Cardinality of $HgK$ with $H,K$ subgroup of a finite group $G$ with fundamental counting principle

Question

Let $G$ be a finite group. Let $g \in G$ and let $H,K$ be subgroup of $G$

I have to compute that $|HgK|=\frac{|H|\cdot |K|}{|H^g \cap K|}$ with the fundamental counting principle. I know that there are some other proof, but I need a proof that use the theorem before mentioned.
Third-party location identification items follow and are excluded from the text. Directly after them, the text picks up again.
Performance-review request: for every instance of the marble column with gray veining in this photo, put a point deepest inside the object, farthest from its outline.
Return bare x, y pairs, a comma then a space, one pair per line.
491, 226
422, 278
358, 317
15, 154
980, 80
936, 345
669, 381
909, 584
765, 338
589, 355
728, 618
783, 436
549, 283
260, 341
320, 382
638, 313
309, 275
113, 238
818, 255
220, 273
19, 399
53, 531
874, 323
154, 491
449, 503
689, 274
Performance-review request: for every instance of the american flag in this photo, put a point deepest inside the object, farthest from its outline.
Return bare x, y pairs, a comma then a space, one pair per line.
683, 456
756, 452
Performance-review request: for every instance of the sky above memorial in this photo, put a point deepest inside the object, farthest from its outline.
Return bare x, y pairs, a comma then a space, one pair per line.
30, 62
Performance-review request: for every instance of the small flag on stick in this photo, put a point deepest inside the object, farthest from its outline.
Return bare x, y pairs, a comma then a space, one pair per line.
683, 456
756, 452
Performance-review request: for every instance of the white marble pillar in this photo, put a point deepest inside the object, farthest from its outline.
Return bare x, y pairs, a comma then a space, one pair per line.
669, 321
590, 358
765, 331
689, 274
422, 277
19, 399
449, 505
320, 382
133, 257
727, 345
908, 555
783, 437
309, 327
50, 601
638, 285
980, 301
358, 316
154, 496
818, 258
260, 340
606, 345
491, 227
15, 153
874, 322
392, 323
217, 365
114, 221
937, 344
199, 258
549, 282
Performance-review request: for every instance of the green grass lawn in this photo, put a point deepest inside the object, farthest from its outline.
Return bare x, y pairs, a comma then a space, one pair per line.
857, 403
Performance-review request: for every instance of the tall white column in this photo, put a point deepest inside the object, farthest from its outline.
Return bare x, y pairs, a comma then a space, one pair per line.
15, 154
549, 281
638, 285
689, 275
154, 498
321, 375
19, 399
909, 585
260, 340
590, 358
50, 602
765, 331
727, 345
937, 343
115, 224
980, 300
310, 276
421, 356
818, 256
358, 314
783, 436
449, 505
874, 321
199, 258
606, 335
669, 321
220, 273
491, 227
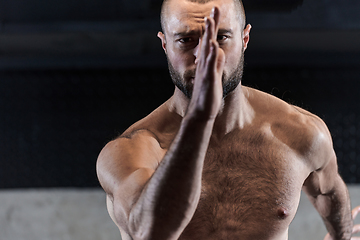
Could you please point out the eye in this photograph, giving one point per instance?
(222, 38)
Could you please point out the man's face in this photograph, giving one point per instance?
(184, 29)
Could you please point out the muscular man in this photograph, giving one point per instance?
(219, 161)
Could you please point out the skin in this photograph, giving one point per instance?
(211, 167)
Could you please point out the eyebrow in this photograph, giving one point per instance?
(195, 32)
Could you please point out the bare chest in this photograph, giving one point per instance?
(249, 187)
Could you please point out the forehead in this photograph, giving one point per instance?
(183, 15)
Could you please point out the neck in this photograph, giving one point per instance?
(235, 112)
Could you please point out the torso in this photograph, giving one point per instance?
(250, 189)
(252, 178)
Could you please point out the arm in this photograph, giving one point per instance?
(326, 190)
(356, 228)
(157, 201)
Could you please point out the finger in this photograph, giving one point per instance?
(356, 229)
(215, 14)
(206, 40)
(355, 212)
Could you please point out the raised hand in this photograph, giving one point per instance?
(356, 228)
(207, 93)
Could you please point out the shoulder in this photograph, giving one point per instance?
(302, 131)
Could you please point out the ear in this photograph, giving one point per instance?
(246, 36)
(163, 40)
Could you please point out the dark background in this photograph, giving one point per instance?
(76, 73)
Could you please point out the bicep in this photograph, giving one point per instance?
(124, 167)
(323, 180)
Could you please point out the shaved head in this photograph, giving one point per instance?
(239, 8)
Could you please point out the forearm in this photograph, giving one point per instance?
(170, 197)
(335, 210)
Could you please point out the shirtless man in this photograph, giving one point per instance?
(219, 161)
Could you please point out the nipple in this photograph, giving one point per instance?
(282, 213)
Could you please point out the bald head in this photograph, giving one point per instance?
(239, 8)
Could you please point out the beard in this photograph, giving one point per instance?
(229, 82)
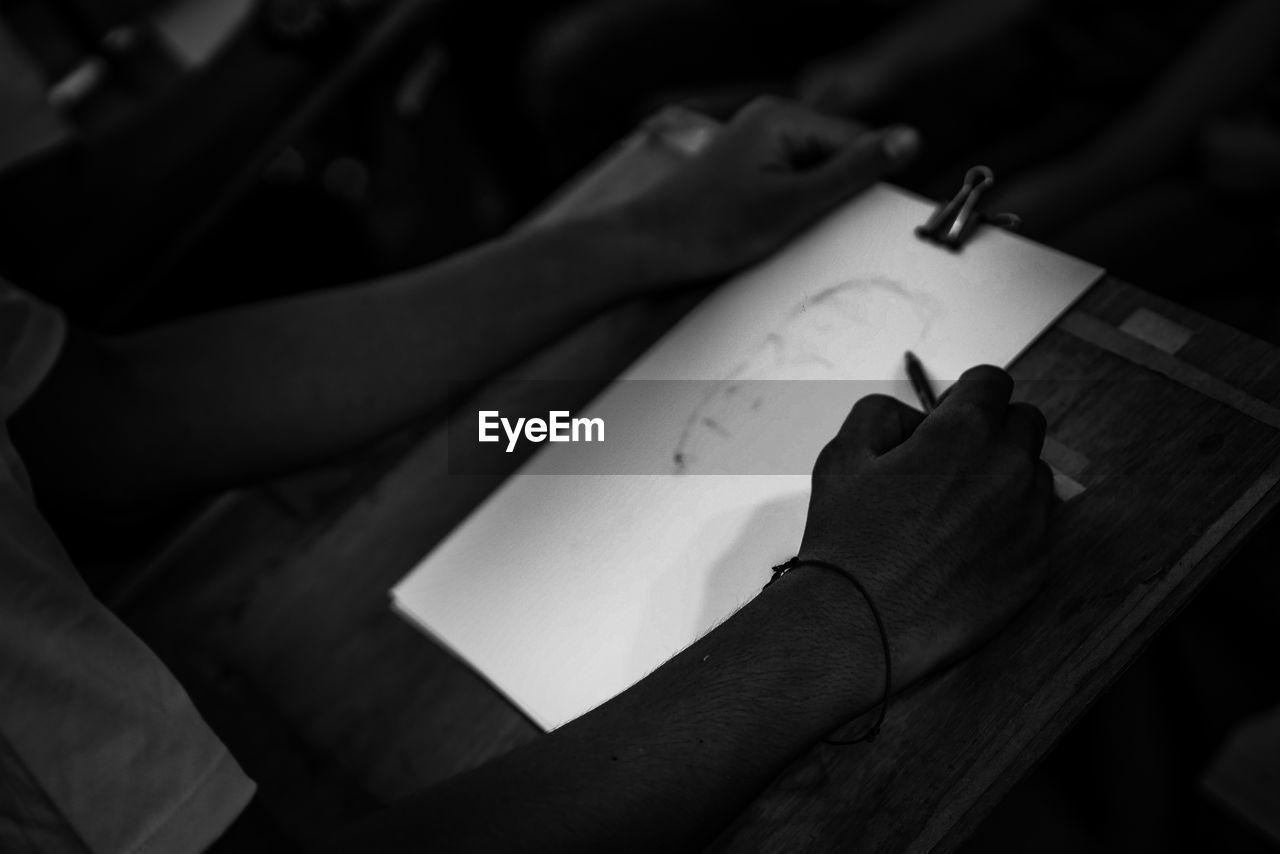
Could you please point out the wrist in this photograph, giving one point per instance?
(835, 634)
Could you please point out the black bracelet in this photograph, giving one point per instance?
(782, 569)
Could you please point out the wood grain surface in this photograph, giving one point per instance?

I think that the way is to consider the action $$K \to HgK$$ $$k \mapsto Hgk$$ So, $HgK=\cup_{k\in K} \mathcal{O}_{Hgk}$ (with $\mathcal{O}$, I mean the orbit). I can compute $$|\mathcal{O}_{Hg}|=|K:stab_K(Hg)|$$ since $stab_K(Hg)=stab_G(Hg)\cap K=H^g \cap K$, we obtain $$|\mathcal{O}_{Hg}|=|K:stab_K(Hg)|=|K:(H^g\cap K)|=\frac{|K|}{|H^g\cap K|}$$ Now, since I know that $|HgK|=\frac{|H|\cdot |K|}{|H^g \cap K|}$, I have to have that there are exactly $H$ different conjugation classes with same cardiality. It’s clear that they have same cardinality but I don’t understand why they are exactly |H|.

Answer 1

The intended answer is probably like this.

Define a map $f\colon H \times K \to G$ by $f(h, k) = hgk$.

The image of $f$ is, by definition, the set $HgK$.

Now using the "fundamental counting principle", you only need to show that, for any element $\tilde g \in HgK$, the inverse image $f^{-1}(\tilde g)$ has cardinality equal to $|H^g \cap K|$.

To prove that, write $\tilde g = \tilde h g \tilde k$ and define a map $\phi\colon H^g \cap K \to H \times K$ by $\phi(t) = (\tilde h gtg^{-1}, t^{-1}\tilde k)$. We show that $\phi$ is a bijection from $H^g \cap K$ to $f^{-1}(\tilde g)$.

$\phi$ is clearly injective; and it's easy to verify that $\phi$ has image in $f^{-1}(\tilde g)$. To show surjectivity, take any $(h, k)$ such that $hgk = \tilde g = \tilde h g \tilde k$ and rewrite it as $g^{-1}\tilde h^{-1}hg = \tilde k k^{-1}$. Since the left hand side belongs to $H^g$ and the right hand side belongs to $K$, this element (call it $t$) belongs to $H^g \cap K$ and we have $\phi(t) = (h, k)$.